Ho incontrato un’amica. Le ho teso una mano ma il lattice dei guanti ha impedito all’una di assorbire il calore dell’altra. Quanto dolore nella solitudine! Questa storia non durerà per sempre, ma alla fine avremo recuperato il senso autentico dell’incontro con l’altro?

Negli ultimi tempi, complice anche la quarantena e il molto tempo a disposizione, mi sono accostata, (in punta di piedi e da profana a dire il vero) alle opere di uno dei nostri fiori all’occhiello: Antonio Canova. 

Le sue opere scorrono spesso sulla timeline di Facebook e ormai siamo talmente abituati a vedere la grazia di quei marmi viventi impressa nelle sue sculture, che nemmeno ci facciamo più caso. Eppure quelle statue apparentemente mute, sembrano quasi voler dire qualcosa al nostro tempo. 

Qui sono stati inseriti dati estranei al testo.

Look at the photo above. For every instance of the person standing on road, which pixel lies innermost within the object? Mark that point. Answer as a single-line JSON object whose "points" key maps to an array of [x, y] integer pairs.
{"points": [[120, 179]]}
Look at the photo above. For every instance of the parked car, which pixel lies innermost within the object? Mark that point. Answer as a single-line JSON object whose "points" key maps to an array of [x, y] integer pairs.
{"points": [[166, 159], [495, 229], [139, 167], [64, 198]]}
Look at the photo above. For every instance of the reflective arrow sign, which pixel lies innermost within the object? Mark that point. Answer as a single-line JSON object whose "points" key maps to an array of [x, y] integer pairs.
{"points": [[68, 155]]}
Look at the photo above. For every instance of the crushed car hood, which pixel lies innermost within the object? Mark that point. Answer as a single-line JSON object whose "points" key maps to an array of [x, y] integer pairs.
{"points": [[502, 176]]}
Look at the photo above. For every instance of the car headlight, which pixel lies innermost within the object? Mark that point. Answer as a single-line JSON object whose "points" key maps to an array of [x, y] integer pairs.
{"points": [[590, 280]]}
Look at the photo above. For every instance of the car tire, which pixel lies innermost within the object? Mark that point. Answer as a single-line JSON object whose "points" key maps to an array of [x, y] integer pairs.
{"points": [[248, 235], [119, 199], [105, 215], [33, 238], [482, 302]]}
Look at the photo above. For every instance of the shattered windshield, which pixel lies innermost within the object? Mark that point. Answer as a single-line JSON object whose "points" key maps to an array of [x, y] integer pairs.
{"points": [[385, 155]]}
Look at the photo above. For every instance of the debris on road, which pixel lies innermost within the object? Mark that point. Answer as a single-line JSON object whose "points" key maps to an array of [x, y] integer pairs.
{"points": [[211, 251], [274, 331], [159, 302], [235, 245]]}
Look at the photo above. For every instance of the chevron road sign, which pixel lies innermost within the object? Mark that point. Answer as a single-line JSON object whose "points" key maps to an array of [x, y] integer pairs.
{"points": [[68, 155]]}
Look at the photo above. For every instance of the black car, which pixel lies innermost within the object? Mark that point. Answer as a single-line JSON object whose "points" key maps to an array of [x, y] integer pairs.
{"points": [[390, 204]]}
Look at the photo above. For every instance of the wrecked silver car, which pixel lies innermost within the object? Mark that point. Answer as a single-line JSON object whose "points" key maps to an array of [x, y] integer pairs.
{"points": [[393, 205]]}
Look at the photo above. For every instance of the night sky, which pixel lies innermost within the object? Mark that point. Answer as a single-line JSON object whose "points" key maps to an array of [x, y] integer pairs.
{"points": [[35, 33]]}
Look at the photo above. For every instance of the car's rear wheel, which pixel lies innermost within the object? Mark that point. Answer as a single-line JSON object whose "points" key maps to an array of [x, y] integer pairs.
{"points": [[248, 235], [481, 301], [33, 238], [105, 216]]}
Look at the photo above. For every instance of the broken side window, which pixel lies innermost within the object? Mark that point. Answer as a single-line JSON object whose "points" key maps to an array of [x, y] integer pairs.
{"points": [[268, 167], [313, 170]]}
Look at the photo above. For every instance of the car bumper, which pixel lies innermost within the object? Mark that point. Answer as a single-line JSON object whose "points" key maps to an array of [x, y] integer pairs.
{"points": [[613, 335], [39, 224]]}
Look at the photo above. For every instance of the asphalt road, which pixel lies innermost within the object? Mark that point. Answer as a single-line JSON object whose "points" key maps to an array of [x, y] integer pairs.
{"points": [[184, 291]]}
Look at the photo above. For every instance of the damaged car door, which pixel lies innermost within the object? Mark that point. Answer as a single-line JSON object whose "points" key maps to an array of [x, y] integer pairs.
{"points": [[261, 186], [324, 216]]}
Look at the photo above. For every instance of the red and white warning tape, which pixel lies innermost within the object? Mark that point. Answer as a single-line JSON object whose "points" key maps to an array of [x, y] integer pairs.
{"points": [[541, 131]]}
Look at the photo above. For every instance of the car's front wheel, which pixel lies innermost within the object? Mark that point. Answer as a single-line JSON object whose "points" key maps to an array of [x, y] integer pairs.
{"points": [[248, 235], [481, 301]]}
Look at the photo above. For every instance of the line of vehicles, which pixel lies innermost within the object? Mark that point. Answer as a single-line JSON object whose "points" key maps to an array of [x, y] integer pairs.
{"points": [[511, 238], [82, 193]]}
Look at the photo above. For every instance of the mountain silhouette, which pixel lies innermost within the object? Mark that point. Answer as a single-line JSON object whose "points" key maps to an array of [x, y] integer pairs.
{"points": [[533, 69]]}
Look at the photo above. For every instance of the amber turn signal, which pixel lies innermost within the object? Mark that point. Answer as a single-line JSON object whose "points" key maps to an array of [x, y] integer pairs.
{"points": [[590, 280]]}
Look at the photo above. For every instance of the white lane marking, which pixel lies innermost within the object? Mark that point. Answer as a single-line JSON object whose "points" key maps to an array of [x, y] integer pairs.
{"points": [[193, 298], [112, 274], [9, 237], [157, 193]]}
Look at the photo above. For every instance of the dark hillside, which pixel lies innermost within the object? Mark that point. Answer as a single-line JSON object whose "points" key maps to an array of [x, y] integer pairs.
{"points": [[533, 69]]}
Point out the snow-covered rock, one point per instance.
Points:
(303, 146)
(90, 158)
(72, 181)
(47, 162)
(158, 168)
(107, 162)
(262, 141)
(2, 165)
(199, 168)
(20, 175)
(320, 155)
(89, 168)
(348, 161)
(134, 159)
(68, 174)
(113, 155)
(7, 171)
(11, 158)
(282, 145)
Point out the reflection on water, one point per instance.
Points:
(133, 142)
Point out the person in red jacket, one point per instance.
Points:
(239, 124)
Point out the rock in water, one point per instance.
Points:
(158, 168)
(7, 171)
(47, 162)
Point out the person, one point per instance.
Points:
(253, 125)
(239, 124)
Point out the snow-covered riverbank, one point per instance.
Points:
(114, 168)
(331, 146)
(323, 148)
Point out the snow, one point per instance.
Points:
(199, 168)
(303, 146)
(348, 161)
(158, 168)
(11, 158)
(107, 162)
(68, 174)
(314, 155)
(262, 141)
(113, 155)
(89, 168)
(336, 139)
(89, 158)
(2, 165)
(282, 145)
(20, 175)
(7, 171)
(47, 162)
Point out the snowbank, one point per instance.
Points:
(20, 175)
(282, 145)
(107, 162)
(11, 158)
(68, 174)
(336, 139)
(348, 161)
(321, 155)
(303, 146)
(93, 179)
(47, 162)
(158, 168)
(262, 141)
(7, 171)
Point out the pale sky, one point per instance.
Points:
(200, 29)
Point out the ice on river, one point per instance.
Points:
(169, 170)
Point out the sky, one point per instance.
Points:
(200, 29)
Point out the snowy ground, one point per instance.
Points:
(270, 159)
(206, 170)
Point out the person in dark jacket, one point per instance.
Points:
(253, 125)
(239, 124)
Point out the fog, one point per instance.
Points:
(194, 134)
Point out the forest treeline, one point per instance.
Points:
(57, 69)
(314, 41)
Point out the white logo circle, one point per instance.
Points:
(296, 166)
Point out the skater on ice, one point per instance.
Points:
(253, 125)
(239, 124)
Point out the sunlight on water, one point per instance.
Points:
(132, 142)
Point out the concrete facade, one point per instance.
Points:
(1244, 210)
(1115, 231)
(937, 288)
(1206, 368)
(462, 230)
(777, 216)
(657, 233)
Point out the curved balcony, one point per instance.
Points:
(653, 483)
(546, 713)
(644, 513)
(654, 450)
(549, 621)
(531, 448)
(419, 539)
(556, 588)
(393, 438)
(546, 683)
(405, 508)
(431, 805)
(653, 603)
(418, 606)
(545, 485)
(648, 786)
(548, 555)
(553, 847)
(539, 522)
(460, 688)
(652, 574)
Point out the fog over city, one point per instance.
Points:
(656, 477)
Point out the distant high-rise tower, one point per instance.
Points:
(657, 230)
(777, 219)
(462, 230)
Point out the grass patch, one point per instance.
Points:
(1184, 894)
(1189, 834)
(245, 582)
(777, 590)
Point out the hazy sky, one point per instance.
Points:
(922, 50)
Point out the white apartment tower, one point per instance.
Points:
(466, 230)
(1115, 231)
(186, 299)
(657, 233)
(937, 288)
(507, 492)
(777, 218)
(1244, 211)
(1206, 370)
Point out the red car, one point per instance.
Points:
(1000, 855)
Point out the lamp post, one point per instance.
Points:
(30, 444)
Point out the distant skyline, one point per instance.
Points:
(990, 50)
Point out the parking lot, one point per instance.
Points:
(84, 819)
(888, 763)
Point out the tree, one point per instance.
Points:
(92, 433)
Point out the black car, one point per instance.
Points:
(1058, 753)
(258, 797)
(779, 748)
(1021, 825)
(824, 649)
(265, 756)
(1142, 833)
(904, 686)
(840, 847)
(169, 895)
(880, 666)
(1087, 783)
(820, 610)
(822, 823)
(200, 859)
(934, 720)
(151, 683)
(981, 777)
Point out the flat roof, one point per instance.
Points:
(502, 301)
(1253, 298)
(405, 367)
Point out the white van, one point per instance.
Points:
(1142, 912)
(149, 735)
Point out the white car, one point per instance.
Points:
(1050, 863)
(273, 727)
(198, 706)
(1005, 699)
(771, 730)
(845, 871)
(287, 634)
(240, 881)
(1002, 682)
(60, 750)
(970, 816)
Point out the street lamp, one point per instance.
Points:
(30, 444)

Dal gruppo delle Grazie opera composta tra il 1812 e il 1817 ad Amore e psiche che invece risale 1793. Da Dedalo e Icaro del 1779 a Venere e Marte del 1816 è tutto un tripudio festante di uomini e donne che si cercano, si abbracciano, si incontrano. Si incontrano, ecco il punto. Se provo a sfogliare, una ad una, le opere di questo strabiliante scultore del Trevigiano, mi sembra di vedere la parola incontro, rappresentata magnificamente in un caleidoscopio di soggetti umani. Mi sbaglierò, ma per Canova sembra che nessuno sia veramente solo, nemmeno Paolina Borghese, che nella sensualità delle sue fattezze sembra stia parlando o sorridendo con qualcuno al di fuori del dipinto. Almeno da quello che vedo io, per Canova è sempre tutta una questione di relazioni interpersonali, che presuppongono un incontro di anime fatto per passare anche attraverso il corpo: non è forse proprio questo di cui siamo stati privati a causa della pandemia?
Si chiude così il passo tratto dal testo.